Chemistry

Hydrogen and helium (two nonmetals), make up about 99% of ordinary matter in the observable universe by mass.

Living organisms are composed almost entirely of the nonmetals hydrogen, oxygen, carbon, and nitrogen

Periodic Table

Columns in the periodic table form similar valence electrons. If you are above or below another element in the table, you can make similar molecules with all the same other atoms.

For example, silicon is right below. So every molecule we can make with carbon can also be made with silicon

  • This is why many Sci-fi movies have life forms that are silicon based, rather than carbon based. This rationale is a bit weak however, since carbon is much more ubiquitous than silicon is.

Molecules

In a molecule, electrons are not confined to their own atoms. They can move around with ease if the right atoms are connected in the right way.

  • Sometimes the movements are so divisive as to polarize the molecule, and sometimes not quite so much that the molecule is not very polar at all. The important thing to keep in mind is that molecules will interact with each other depending on these degree of electrical interactions.
  • A lot of how a protein behaves is due to electrical interactions.

Protein

Each protein is a molecule that is composed of chains of amino acids.
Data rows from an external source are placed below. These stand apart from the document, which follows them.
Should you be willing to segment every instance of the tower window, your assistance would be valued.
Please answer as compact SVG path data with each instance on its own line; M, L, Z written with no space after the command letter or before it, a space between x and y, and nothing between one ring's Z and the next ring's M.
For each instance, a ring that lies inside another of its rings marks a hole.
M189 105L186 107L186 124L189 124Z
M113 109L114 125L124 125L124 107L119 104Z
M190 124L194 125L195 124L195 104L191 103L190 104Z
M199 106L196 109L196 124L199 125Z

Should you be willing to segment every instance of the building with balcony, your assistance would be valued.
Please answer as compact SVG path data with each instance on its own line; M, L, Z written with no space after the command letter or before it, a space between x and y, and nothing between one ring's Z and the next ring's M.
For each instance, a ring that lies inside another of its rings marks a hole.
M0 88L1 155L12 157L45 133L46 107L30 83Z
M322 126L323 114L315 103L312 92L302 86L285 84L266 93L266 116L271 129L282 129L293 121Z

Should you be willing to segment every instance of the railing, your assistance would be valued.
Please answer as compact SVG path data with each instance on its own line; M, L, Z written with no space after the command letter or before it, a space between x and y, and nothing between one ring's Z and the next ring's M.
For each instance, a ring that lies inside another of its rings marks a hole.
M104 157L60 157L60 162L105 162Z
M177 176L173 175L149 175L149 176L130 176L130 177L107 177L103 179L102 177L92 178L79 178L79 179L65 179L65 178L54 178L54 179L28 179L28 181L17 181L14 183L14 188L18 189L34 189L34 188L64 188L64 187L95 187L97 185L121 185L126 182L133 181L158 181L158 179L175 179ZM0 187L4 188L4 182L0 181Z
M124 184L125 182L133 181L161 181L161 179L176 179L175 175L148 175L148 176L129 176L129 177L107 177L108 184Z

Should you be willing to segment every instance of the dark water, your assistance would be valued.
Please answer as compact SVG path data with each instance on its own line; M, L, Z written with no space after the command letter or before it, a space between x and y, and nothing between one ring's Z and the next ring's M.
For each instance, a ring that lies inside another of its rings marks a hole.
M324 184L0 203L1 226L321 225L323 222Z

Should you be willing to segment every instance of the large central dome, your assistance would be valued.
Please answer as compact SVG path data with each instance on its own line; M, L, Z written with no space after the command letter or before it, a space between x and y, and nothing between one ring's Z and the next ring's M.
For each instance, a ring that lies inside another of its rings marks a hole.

  • Using a particular set of atoms as building materials – which are carbon, nitrogen, oxygen and maybe a dash of sulfur – we can construct an amino acid. Start putting them together, and our chains will start to spiral and flatten due to electrical interactions between electrons that move around a molecule and expose positive regions.
    • Chain enough amino acids and form enough spirals, and the result is an immensely complicated and massive molecule known as a protein.

Baking example

When mixing incredients for a cake, sometimes we have oil (large and electrically neutral) and water (small and highly charged). Naturally these 2 ingredients won't mix, but we can mix them if we add an egg. The reason this works is because of the egg's high protein content.

  • Proteins are amphiphilic, meaning that they have segments that prefer mixing with oil and segments that prefer mixing with water. When mixing an egg, the proteins start to unravel, scooping the ingredients in the water and the ingredients in the oil, creating one large oop.
    • This property makes eggs an emulsifier, also known as a binding agent.